Fourth, dismissal is appropriate based upon plaintiff's failure to comply with the March Order and the failure to prosecute. The Court has considered the five factor discussed above - the public's interest in expeditious resolution of litigation, the court's need to manage its docket, the risk of prejudice to defendants, the public policy favoring disposition of cases on their merits, and the availability of less drastic alternatives. The first two factors - the public's interest in expeditiously resolving this litigation and the Court's interest in managing the docket - strongly weigh in favor of dismissal.
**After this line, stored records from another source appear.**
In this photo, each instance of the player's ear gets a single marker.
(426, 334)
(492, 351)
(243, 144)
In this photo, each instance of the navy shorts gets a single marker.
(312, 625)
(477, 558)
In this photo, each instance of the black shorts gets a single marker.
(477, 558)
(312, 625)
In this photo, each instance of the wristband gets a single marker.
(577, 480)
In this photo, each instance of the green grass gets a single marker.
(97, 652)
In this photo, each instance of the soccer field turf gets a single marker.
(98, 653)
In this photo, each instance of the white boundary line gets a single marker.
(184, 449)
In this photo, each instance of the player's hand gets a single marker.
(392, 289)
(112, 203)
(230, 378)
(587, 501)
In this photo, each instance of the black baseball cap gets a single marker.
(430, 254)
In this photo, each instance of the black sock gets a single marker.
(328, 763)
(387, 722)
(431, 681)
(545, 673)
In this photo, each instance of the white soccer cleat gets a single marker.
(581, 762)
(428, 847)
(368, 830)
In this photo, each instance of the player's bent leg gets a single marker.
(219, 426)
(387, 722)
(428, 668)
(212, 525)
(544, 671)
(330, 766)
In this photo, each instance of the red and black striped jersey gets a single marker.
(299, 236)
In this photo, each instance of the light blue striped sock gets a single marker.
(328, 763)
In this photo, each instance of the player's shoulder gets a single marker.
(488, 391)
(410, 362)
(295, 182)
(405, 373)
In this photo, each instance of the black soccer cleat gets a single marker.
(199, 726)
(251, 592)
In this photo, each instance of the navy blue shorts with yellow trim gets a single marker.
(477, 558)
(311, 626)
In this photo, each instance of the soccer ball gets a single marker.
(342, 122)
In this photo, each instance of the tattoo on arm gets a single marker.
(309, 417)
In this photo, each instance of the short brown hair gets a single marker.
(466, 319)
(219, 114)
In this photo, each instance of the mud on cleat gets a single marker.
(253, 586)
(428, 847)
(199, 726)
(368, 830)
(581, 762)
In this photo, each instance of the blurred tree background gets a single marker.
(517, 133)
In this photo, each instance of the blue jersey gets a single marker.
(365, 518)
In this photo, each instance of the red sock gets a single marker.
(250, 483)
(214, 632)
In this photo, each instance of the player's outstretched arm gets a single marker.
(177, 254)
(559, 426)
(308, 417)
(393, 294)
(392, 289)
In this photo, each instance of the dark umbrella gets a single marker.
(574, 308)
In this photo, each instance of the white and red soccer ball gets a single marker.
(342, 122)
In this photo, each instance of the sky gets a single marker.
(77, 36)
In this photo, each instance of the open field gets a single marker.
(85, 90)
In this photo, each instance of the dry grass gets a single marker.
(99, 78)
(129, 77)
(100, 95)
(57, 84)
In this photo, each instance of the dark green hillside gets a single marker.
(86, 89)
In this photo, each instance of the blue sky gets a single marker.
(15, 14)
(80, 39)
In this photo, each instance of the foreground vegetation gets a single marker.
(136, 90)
As noted above, plaintiff has been notified of the deficiencies in the Complaint and has been given the opportunity to amend it, to dismiss it, or to notify the Court that he wishes to stand thereon. He has done nothing. See Edwards, 356 F.3d at 1065. The third factor, risk of prejudice to defendants, also weighs strongly in favor of dismissal. See Anderson v. Air West, Inc., 542 F.2d 522, 524 (9th Cir. 1976) (prejudice to defendants presumed from unreasonable delay) (citation omitted). The fourth factor, the public policy favoring disposition of cases on their merits, is greatly outweighed by the factors in favor of dismissal discussed herein. As for the fifth factor, since plaintiff has already been cautioned of the consequences of his failure to prosecute and his failure to comply with the March Order, and plaintiff has been afforded the opportunity to avoid such consequences but has not responded, no sanction lesser than dismissal is feasible. See, e.g., Yourish, 191 F.3d at 989 (dismissal of action with prejudice not excessive sanction for plaintiffs' failure timely to comply with court's order to submit an amended complaint).
IT IS THEREFORE ORDERED that this action is dismissed based upon plaintiff's failure to comply with Rule 10 of the Federal Rules of Civil Procedure, his failure to state a claim, his unreasonable failure to prosecute and his failure to comply with the March Order.